Thereafter, as committed followers will know, Tegan & Sara have turned a definitive compositional corner, first with the electronic leanings of 2009’s Sainthood and then, much more dramatically, with the out-and-out pop of Heartthrob in 2013 and then the measured, chart-bothering cool that Love You to Death was scored through with last year. By the time you’d had the infuriatingly catchy melodies of those last few records bouncing around your skull for a while, you’d be forgiven for thinking that the angsty duo that had produced The Con and, before it, So Jealous had been some kind of trick of the memory.
They weren’t, though, and as this clever and affectionate retrospective proves, you aren’t the only one who’s kept the old Tegan & Sara on the brain. The very fact that they've chosen to play The Con in full at select dates this Autumn across North America speaks to that; that type of tour is usually a bona fide sign that a band is past its peak, but most observers would point to the last two albums being the closest the pair have come to the height of their creative powers. The album was important enough to the sisters that they’ve chosen to revisit it, even when they didn’t need to.

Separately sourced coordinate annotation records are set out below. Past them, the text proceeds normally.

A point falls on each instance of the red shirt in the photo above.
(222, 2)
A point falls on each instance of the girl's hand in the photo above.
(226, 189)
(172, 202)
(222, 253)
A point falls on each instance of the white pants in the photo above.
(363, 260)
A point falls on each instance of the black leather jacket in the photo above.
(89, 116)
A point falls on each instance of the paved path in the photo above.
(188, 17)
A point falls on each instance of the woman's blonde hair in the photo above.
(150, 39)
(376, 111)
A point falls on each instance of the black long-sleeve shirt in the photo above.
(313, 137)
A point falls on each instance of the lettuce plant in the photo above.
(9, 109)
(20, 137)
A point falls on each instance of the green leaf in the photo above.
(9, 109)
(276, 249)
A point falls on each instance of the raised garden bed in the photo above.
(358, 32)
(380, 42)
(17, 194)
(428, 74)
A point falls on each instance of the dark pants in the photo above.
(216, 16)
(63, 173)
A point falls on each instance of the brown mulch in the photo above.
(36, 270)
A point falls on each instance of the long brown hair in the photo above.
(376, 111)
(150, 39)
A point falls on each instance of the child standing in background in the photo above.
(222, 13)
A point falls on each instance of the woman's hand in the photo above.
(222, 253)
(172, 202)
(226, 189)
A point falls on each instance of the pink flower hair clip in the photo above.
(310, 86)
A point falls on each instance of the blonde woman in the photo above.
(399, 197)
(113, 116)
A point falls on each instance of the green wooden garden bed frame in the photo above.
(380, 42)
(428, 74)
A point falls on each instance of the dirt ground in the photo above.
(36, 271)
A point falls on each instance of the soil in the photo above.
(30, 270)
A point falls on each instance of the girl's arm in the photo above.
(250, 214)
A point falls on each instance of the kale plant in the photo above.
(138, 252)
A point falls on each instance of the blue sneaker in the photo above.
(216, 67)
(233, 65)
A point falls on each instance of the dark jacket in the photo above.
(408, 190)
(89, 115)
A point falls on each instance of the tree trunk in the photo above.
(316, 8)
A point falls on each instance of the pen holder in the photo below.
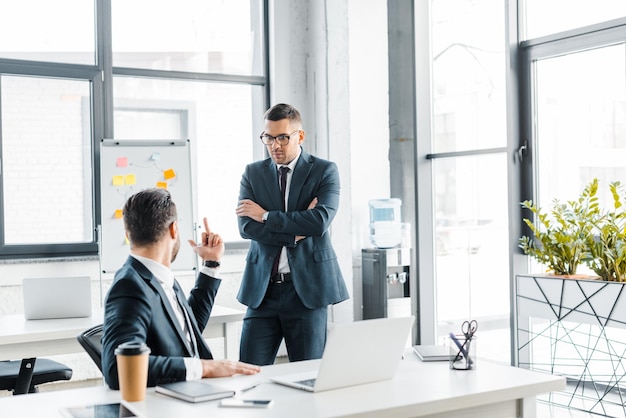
(462, 352)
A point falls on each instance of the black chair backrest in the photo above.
(90, 341)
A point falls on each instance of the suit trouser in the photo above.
(282, 315)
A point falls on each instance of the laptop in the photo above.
(57, 297)
(375, 343)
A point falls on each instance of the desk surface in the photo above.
(20, 338)
(418, 390)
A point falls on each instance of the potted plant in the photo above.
(561, 241)
(607, 250)
(572, 327)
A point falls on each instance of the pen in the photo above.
(461, 348)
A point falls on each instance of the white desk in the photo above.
(418, 390)
(20, 338)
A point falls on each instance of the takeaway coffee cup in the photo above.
(132, 370)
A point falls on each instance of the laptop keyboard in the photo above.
(307, 382)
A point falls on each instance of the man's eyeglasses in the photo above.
(281, 139)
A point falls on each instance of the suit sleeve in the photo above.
(202, 298)
(282, 227)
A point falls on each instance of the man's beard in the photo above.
(176, 249)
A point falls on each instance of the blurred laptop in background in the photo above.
(57, 297)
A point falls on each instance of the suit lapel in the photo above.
(300, 174)
(167, 307)
(270, 179)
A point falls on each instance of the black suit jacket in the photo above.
(137, 309)
(314, 268)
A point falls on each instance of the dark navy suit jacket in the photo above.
(314, 268)
(137, 309)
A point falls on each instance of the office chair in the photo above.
(24, 376)
(90, 341)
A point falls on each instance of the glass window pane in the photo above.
(471, 238)
(543, 17)
(208, 36)
(580, 123)
(218, 120)
(46, 157)
(43, 30)
(469, 110)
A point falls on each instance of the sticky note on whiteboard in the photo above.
(122, 162)
(169, 174)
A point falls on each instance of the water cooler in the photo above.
(385, 268)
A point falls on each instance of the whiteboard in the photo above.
(129, 166)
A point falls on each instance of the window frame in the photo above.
(100, 76)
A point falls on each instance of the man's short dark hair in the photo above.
(282, 111)
(148, 215)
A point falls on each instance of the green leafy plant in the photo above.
(607, 250)
(561, 240)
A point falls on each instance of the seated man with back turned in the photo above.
(146, 304)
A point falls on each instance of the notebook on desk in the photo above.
(356, 353)
(57, 297)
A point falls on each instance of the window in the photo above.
(196, 71)
(468, 157)
(543, 17)
(213, 36)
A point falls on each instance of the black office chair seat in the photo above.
(24, 376)
(90, 340)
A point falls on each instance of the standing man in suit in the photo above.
(146, 304)
(291, 273)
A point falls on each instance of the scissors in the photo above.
(469, 329)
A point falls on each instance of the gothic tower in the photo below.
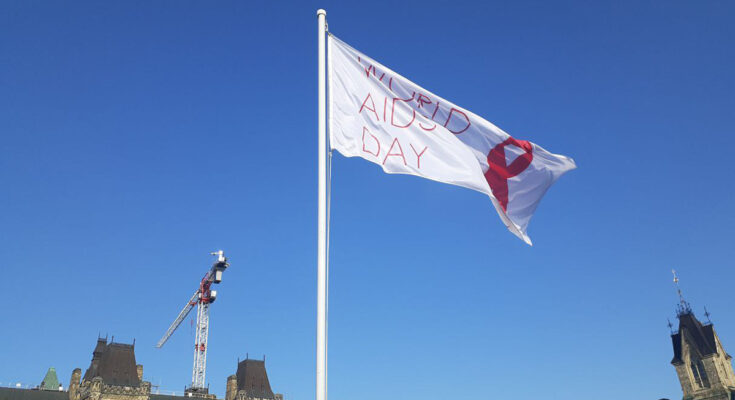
(702, 365)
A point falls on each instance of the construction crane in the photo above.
(202, 298)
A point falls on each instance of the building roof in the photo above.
(50, 381)
(114, 363)
(32, 394)
(252, 378)
(700, 337)
(166, 397)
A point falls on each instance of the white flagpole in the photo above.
(321, 307)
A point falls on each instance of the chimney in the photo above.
(231, 393)
(76, 376)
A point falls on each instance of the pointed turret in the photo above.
(702, 365)
(50, 381)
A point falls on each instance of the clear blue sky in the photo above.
(135, 137)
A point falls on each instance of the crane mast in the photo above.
(202, 299)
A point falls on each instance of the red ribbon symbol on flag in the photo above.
(499, 173)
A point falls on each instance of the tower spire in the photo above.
(683, 307)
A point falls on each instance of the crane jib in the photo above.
(202, 298)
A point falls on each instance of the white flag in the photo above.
(384, 118)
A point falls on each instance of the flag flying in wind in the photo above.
(384, 118)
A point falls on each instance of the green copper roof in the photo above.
(50, 381)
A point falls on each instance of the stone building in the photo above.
(114, 375)
(250, 382)
(702, 365)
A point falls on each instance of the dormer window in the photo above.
(700, 374)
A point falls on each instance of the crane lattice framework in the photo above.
(202, 298)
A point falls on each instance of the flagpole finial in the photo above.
(683, 307)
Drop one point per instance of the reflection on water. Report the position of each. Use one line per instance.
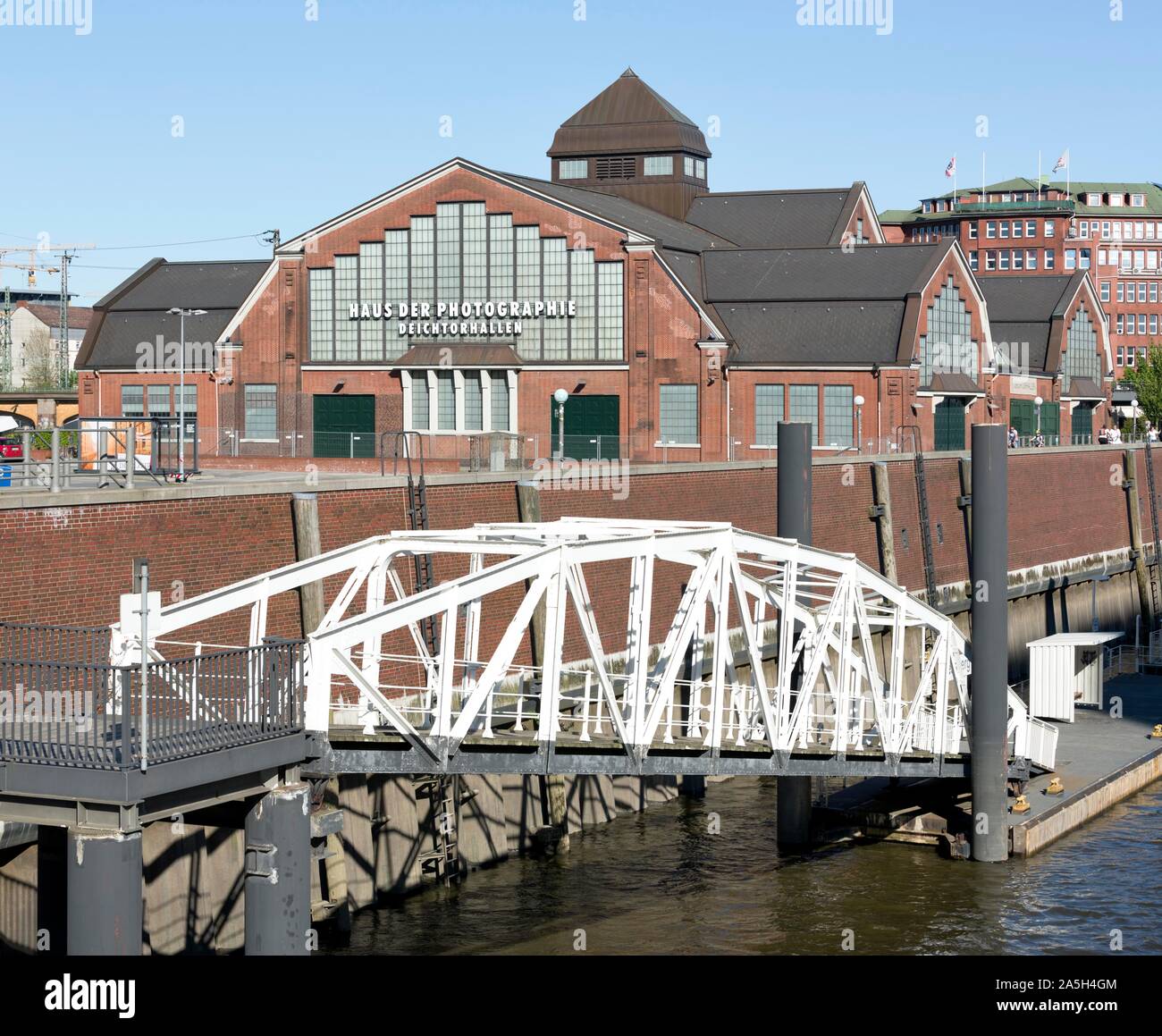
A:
(661, 883)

In the same vein, it’s clear that no standard-issue re-release was going to do for this album; instead, Tegan & Sara have tapped into their considerable pool of famous fans to help them celebrate a record that means so much to so many. There’s no shortage of highlights here, and they’re all born out of the same two fundamentals - a genuine love for the source material, and free reign to reinvent it.

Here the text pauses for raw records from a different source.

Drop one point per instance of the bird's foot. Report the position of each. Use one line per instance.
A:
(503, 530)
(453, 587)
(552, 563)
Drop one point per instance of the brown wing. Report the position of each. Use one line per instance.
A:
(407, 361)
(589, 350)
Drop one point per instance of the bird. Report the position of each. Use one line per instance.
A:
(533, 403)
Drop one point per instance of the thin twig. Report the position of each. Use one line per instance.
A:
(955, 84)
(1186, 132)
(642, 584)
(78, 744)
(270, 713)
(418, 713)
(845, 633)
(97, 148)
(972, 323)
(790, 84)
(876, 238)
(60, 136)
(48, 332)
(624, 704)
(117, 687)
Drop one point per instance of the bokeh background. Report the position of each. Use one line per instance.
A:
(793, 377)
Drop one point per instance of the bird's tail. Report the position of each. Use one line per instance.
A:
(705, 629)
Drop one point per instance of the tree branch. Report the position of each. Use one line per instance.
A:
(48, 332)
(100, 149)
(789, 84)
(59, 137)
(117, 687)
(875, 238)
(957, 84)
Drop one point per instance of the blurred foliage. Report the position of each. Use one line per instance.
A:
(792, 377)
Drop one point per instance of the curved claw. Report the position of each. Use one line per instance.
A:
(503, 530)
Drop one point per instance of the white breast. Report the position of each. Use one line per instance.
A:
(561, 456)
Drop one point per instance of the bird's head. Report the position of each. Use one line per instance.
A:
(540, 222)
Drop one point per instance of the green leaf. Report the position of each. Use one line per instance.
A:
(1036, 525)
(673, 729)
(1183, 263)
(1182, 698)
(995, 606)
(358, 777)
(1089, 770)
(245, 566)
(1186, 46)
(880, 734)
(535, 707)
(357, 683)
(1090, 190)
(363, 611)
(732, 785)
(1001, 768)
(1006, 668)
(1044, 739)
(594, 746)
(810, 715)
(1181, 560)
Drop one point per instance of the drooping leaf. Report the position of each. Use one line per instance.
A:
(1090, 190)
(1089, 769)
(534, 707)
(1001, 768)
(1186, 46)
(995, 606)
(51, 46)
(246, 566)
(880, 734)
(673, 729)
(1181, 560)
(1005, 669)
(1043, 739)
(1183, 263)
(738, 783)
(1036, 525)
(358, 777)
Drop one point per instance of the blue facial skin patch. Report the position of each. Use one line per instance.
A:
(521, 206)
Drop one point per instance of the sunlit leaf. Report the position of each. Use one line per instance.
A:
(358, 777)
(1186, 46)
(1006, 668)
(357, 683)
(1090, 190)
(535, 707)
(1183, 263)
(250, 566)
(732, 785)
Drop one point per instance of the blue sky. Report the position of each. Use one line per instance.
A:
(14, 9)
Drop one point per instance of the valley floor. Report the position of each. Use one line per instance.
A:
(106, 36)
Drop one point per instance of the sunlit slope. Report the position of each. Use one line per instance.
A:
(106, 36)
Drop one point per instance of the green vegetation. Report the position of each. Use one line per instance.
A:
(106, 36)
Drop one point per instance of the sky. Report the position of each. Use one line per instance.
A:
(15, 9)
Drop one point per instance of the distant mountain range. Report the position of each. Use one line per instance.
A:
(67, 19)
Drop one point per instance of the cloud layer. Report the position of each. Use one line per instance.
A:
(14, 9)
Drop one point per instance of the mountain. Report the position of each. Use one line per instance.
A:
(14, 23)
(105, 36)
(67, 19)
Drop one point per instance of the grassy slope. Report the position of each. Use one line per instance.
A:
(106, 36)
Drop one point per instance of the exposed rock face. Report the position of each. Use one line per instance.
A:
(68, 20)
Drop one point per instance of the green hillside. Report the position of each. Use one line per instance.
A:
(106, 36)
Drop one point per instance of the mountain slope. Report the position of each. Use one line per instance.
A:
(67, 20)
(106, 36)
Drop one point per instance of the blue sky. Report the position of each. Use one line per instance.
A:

Shura’s take on the title track is a world away from the original, swapping spiky nervousness for for dense atmospherics underpinned by thumping programmed drums. At the other end of the spectrum, Ryan Adams, who once again relishes the opportunity to put his own stamp on a favourite LP, delivers a freewheeling, punky take on “Back in Your Head”. Jack Antonoff of Bleachers, the year’s hottest pop producer by about a million miles, picks the perfect time for subtlety with his quietly lovely take on “Burn Your Life Down”, whilst Hayley Williams taps into the same eighties palette that dominated her band’s After Laughter back in May on a Fleetwood Mac-tinged “Nineteen”. Full marks for daring to Kelly Lee Owens, too, for her experimental take on “Soil, Soil”.

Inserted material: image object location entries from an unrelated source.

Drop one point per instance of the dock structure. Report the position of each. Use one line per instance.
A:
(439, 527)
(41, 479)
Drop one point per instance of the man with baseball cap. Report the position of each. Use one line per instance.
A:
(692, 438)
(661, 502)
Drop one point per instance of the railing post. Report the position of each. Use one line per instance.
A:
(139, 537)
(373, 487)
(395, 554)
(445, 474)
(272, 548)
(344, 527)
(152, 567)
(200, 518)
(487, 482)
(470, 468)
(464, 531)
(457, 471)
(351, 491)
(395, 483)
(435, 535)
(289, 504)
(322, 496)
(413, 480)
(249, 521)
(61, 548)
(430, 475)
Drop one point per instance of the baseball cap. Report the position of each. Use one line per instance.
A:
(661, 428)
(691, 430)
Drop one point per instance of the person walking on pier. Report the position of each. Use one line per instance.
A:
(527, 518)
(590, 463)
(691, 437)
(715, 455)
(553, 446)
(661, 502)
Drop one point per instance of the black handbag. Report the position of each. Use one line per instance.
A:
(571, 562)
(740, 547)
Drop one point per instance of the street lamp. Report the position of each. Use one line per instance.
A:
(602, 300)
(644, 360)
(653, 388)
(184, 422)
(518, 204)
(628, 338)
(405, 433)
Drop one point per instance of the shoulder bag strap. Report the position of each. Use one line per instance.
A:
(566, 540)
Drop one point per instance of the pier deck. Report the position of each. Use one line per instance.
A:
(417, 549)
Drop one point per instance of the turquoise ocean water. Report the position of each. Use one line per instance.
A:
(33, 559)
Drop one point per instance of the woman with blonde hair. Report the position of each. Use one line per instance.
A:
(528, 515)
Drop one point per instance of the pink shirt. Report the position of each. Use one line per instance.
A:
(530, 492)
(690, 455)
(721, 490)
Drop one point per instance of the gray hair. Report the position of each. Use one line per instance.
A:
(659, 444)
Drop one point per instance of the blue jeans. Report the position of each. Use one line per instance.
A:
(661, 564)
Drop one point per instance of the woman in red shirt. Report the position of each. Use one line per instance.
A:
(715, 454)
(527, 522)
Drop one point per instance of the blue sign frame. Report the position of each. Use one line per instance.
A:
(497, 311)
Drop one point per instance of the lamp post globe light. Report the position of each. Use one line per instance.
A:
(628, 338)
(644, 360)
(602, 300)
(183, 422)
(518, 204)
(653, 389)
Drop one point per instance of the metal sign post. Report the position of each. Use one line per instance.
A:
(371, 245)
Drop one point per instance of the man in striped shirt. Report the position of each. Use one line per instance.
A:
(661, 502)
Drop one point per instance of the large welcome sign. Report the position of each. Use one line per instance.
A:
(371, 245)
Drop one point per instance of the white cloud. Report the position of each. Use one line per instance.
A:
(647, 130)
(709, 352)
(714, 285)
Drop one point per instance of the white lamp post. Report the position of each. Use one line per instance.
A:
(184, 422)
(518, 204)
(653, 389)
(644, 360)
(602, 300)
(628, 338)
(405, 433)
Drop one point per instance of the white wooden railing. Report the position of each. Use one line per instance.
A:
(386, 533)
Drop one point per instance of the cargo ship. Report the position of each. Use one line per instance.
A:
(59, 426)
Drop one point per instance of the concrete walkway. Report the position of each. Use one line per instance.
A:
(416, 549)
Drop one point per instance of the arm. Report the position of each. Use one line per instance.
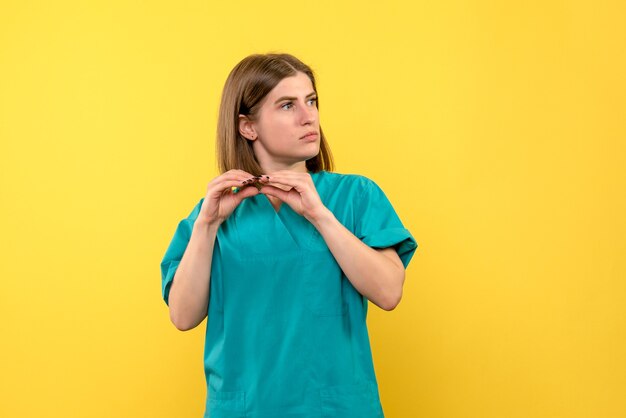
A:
(189, 293)
(376, 274)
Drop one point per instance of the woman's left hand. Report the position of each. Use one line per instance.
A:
(302, 198)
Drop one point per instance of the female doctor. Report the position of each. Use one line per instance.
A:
(282, 256)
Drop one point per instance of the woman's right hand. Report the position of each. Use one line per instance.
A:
(220, 201)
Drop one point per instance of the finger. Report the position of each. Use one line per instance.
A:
(224, 185)
(275, 192)
(299, 185)
(247, 192)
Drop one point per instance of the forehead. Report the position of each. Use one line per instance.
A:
(297, 85)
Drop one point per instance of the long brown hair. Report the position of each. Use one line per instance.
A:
(246, 86)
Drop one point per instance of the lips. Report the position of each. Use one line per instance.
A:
(310, 135)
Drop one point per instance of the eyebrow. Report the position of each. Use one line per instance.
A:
(294, 98)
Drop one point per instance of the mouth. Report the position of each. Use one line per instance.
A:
(310, 135)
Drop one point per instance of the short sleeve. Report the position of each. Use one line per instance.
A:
(176, 249)
(378, 224)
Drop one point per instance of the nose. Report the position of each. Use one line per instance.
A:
(308, 113)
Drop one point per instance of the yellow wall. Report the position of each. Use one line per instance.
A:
(497, 130)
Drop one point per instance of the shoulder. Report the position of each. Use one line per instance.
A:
(341, 181)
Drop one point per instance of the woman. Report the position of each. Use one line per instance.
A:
(282, 256)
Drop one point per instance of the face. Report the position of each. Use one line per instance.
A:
(286, 115)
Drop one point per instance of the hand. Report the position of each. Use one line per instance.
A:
(302, 197)
(220, 201)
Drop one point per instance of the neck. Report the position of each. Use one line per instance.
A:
(270, 167)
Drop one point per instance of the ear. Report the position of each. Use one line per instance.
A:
(246, 128)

With so many different cooks involved in the production of this particular broth, there was always going to be the occasional misstep, and Chvrches’ version of closer “Call It Off” borders on travesty - musically milquetoast and emotionally sterile. Otherwise, though, The Con X: Covers is a thoroughly uplifting listen. In recruiting not just so many talented admirers of the source material, but so many contemporaries that have first-hand experience of the wrangles over sexual identity that defined the original, Tegan & Sara have paid gorgeous, tender tribute to their younger selves. They’re now free to move onto LP9, and what will, with any luck, be the closing act of an irresistible synthpop trilogy.